"No, indeed. Pardon me," said Esther. "A real fine-lady does not wear clothes that flare in people's eyes, or use importunate scents, or make a noise as she moves: she is something refined and graceful, and charming, and never obtrusive."
"Oh, yes," said Felix, contemptuously. "And she reads Byron also, and admires Childe Harold—gentlemen of unspeakable woes, who employ a hairdresser, and look seriously at themselves in the glass."
Esther reddened, and gave a little toss. Felix went on triumphantly. "A fine-lady is a squirrel-headed thing, with small airs, and small notions, about as applicable to the business of life as a pair of tweezers to the clearing of a forest. Ask your father what those old persecuted emigrant Puritans would have done with fine-lady wives and daughters."
"Oh, there is no danger of such mésalliances," said Esther. "Men who are unpleasant companions and make frights of themselves, are sure to get wives tasteless enough to suit them."
"Esther, my dear," said Mr. Lyon, "let not your playfulness betray you into disrespect toward those venerable pilgrims. They struggled and endured in order to cherish and plant anew the seeds of a scriptural doctrine and of a pure discipline."

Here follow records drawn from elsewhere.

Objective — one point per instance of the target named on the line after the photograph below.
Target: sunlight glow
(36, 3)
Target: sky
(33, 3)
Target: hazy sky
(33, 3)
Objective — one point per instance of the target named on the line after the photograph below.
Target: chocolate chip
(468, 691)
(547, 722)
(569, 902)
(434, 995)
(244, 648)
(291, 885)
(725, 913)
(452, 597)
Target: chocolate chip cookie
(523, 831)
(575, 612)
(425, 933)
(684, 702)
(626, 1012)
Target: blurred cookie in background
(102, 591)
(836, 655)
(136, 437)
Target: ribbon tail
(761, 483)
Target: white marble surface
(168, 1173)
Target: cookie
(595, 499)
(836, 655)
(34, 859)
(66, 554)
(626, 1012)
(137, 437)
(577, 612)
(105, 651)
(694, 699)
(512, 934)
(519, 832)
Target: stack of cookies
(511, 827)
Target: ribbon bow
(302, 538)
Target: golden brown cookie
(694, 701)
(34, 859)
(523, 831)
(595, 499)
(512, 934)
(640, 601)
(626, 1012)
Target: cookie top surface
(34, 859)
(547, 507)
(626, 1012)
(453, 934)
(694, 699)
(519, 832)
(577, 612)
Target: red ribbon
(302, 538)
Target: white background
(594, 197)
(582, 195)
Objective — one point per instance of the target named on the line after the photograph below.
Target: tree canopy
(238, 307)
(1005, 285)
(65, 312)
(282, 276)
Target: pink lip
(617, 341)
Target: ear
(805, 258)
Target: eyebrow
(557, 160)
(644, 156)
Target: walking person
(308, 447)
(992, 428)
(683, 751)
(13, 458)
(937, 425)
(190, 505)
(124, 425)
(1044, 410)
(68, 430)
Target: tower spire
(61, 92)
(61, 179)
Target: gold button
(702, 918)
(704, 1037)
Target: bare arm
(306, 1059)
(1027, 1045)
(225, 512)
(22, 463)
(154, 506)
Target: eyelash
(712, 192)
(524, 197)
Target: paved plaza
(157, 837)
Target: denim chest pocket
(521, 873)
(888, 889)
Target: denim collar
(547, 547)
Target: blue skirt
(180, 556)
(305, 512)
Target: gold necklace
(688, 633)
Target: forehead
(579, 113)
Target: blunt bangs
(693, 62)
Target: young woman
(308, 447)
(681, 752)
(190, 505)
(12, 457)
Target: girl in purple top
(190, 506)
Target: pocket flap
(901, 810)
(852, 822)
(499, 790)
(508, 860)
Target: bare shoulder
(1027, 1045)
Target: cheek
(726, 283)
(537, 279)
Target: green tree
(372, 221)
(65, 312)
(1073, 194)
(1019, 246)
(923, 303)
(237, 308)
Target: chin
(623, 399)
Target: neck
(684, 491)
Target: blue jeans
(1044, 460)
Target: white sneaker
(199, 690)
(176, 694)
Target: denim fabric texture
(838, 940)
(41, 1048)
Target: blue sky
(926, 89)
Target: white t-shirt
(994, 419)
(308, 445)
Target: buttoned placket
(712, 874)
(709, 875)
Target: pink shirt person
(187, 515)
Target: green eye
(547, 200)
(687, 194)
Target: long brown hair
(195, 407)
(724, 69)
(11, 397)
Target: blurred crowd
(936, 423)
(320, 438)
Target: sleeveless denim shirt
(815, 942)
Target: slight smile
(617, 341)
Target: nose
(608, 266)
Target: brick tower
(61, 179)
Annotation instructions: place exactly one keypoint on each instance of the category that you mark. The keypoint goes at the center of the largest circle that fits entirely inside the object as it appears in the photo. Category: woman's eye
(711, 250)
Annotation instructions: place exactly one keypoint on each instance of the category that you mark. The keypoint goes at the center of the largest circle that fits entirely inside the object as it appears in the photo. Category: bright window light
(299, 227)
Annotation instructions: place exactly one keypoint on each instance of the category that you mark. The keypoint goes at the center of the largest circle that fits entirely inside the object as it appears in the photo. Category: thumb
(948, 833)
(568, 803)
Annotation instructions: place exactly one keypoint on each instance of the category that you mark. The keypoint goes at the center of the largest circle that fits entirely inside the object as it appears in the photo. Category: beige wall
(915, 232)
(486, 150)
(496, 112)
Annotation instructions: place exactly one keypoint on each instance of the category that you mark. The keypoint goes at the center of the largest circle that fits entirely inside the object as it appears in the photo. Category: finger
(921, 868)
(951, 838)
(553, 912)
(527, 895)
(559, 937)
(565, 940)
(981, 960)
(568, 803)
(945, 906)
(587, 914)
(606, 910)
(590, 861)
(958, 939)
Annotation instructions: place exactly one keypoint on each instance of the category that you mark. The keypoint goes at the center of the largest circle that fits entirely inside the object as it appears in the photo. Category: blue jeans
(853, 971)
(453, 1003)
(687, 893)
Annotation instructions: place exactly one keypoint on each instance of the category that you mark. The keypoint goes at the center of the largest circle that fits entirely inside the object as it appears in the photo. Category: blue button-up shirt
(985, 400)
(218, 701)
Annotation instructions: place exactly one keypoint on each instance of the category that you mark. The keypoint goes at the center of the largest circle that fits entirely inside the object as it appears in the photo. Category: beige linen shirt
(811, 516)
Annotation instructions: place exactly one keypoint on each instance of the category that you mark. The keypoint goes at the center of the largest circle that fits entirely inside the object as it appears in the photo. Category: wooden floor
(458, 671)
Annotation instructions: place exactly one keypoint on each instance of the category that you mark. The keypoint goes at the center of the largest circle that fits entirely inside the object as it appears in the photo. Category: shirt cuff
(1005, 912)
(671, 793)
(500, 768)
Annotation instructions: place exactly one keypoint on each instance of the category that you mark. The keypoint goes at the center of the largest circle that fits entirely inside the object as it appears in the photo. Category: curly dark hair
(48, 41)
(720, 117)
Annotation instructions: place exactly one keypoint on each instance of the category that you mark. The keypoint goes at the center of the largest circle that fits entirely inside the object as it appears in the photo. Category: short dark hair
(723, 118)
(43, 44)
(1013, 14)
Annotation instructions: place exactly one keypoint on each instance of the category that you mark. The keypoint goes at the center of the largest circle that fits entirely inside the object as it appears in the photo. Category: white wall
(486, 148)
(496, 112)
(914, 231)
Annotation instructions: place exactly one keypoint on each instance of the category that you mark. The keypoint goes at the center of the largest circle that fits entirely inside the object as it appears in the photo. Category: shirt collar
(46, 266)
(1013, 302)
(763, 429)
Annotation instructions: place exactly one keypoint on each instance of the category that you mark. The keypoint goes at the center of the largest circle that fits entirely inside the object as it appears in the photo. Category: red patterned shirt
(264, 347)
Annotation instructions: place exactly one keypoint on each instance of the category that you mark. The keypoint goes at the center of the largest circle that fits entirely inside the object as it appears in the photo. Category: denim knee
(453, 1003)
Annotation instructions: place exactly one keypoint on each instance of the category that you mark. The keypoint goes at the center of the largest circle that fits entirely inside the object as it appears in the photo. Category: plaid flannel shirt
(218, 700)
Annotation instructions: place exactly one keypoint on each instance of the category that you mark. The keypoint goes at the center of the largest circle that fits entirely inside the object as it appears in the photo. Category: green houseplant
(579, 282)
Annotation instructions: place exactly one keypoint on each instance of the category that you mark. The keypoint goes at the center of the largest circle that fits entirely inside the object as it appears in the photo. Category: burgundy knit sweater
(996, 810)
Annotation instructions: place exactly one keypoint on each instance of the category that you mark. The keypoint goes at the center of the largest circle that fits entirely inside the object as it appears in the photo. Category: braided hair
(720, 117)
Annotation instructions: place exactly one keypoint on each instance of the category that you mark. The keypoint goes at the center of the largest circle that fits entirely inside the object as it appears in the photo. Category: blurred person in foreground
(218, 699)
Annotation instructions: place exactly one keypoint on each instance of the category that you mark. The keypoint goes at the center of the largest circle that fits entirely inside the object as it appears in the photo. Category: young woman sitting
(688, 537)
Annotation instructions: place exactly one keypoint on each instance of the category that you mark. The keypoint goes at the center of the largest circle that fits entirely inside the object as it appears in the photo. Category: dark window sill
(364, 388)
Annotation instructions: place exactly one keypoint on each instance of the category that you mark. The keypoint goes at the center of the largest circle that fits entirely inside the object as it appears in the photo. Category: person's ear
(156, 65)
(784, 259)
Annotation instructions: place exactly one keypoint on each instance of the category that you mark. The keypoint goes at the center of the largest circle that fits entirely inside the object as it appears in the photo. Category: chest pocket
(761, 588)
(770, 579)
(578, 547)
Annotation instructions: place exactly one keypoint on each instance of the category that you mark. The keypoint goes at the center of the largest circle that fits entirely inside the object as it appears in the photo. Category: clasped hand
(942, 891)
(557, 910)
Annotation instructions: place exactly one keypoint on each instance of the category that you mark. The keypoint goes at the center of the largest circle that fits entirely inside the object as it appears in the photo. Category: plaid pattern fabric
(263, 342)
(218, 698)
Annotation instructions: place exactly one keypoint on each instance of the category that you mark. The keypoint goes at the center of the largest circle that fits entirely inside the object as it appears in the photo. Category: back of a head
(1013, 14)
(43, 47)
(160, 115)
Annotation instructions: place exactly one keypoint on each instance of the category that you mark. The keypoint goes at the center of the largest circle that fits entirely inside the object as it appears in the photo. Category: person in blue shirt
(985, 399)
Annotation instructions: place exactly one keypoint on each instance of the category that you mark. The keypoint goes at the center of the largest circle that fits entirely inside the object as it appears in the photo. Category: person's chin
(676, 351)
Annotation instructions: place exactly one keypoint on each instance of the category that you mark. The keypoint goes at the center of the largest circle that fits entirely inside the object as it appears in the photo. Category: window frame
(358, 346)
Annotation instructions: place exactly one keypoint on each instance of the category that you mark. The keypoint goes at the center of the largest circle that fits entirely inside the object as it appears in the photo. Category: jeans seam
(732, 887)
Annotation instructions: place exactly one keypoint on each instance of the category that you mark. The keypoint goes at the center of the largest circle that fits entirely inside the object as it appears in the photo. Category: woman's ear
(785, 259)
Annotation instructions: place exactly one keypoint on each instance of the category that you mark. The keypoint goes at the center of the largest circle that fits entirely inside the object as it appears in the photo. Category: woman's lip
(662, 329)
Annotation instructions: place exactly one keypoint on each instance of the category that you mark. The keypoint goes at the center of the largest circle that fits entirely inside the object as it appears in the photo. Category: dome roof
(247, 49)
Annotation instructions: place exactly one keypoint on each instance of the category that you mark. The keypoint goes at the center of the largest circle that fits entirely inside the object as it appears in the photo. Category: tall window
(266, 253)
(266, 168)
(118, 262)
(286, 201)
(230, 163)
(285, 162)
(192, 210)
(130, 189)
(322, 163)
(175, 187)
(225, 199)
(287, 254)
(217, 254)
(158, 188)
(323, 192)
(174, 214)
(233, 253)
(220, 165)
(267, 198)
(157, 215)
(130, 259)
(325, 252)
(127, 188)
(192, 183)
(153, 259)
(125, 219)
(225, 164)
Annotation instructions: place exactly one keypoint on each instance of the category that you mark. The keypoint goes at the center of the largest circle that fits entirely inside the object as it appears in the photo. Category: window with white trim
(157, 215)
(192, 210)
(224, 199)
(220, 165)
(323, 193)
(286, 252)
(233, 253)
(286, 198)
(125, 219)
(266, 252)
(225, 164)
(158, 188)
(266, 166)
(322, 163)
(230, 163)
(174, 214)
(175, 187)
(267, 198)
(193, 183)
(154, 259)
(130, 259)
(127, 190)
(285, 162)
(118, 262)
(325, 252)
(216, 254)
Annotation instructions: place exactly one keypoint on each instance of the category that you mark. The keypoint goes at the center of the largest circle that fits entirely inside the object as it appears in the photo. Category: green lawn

"Yes, I know," said Esther, hastily, dreading a discourse on the pilgrim fathers.
"Oh, they were an ugly lot!" Felix burst in, making Mr. Lyon start. "Miss Medora wouldn't have minded if they had all been put into the pillory and lost their ears. She would have said, 'Their ears did stick out so.' I shouldn't wonder if that's a bust of one of them." Here Felix, with sudden keenness of observation, nodded at the black bust with the gauze over its colored face.
"No," said Mr. Lyon, "that is the eminent George Whitfield, who, you well know, had a gift of oratory as of one on whom the tongue of flame had rested visibly. But Providence—doubtless for wise ends in relation to the inner man, for I would not enquire too closely into minutiæ which carry too many plausible interpretations for any one of them to be stable—Providence, I say, ordained that the good man should squint; and my daughter has not yet learned to bear with his infirmity."
"She has put a veil over it. Suppose you had squinted yourself?" said Felix, looking at Esther.
"Then, doubtless, you could have been more polite to me, Mr. Holt," said Esther, rising and placing herself at her work-table. "You seem to prefer what is unusual and ugly."